Jim and Linda loved to travel and were blessed to have visited Hawaii and Europe several times, as well as an annual trip to California to see Linda’s brothers and to thaw out. Favorite memories included biking through the countryside in Holland, going to the top of the Eiffel Tower in the pouring rain, visiting the Tower of London, the Rose Bowl parade, Macy’s fireworks and fabulous gardens around the world.

There were many good years, but eventually Jim started a slow decline in memory diagnosed as Alzheimer’s disease. He kept going with family help, Gary Craanen’s companionship, and the Our Harmony Respite program until it paused in March of 2020. He became a victim of Covid-19 through the loss of connections to the community.

Unfortunately, pneumonia finally brought him down and while that got under control, he was just unable to get back on his feet despite giving it a tremendous effort. To the end, he maintained his gentle spirit, his sweetness and his gratitude for all his caregivers, especially the last few weeks with support from Hospice Alliance, Dawn Vlach and Gary Craanen, and the endless support of Dr. Marshal Mirviss.
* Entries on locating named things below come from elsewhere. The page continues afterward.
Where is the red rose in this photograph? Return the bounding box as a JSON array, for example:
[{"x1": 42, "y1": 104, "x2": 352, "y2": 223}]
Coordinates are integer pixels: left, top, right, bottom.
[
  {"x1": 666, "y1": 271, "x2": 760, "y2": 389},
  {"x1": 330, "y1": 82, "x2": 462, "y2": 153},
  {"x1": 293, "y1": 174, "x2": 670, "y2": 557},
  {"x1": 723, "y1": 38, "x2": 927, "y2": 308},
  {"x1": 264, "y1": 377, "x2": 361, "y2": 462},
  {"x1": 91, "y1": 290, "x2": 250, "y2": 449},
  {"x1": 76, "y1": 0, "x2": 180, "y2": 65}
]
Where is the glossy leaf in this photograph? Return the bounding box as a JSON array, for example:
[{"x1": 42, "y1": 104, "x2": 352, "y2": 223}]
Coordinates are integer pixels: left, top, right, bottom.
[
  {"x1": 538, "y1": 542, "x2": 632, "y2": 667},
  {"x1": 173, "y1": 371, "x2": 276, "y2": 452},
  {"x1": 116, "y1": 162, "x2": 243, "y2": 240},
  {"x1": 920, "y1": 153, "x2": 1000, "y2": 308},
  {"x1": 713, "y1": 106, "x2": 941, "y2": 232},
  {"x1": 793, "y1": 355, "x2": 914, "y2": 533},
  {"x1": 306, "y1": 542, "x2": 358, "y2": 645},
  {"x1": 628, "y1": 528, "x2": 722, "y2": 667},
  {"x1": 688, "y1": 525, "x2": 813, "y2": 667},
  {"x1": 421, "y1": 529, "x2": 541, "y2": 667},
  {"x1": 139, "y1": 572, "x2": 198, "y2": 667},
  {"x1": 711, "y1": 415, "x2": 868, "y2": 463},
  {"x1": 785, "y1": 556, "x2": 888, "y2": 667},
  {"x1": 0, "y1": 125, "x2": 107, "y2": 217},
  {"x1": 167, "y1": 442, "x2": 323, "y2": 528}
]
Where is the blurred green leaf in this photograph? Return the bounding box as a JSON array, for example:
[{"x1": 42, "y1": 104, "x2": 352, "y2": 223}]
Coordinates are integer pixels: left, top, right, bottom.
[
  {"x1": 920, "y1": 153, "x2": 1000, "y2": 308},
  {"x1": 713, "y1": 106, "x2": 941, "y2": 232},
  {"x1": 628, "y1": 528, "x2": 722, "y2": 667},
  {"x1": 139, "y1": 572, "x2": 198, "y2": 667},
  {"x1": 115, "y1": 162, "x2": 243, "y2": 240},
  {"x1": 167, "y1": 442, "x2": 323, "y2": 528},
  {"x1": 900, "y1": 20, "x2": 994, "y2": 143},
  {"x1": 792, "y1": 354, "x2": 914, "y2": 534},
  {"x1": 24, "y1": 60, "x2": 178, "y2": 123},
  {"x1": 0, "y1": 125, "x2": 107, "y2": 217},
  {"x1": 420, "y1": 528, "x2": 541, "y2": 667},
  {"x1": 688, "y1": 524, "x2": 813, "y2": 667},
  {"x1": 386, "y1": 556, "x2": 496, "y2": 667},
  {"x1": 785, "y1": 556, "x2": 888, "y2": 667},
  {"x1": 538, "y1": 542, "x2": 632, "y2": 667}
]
Secure in a belief of heavenly reunion, Jim leaves behind his loving wife, Linda, his brothers-in-law Phil (Karen) and Peter and Paul Little, nieces Kris, Jenny, Stacy, Jane and their families, cousins Mary and Russ Tooley, and the Guild and Little families, and countless friends, especially Linda & Randy Feest, Pat and Cheryl Chapman, and all his friends from St Richard’s Catholic Church, especially Fr. Juan and Fr. Ron, many friends from St Vincent de Paul Racine and Dawn Vlach and Our Harmony Club, and the Senior Companion Program, any of which would appreciate a memorial in his name.

A Mass of Christian Burial will be held at St. Richard Catholic Church, 1503 Grand Avenue, Saturday September 25, 2021, 11:00 a.m. Visitation will be held at church Saturday from 10:00 a.m. until time of Mass at 11:00 a.m.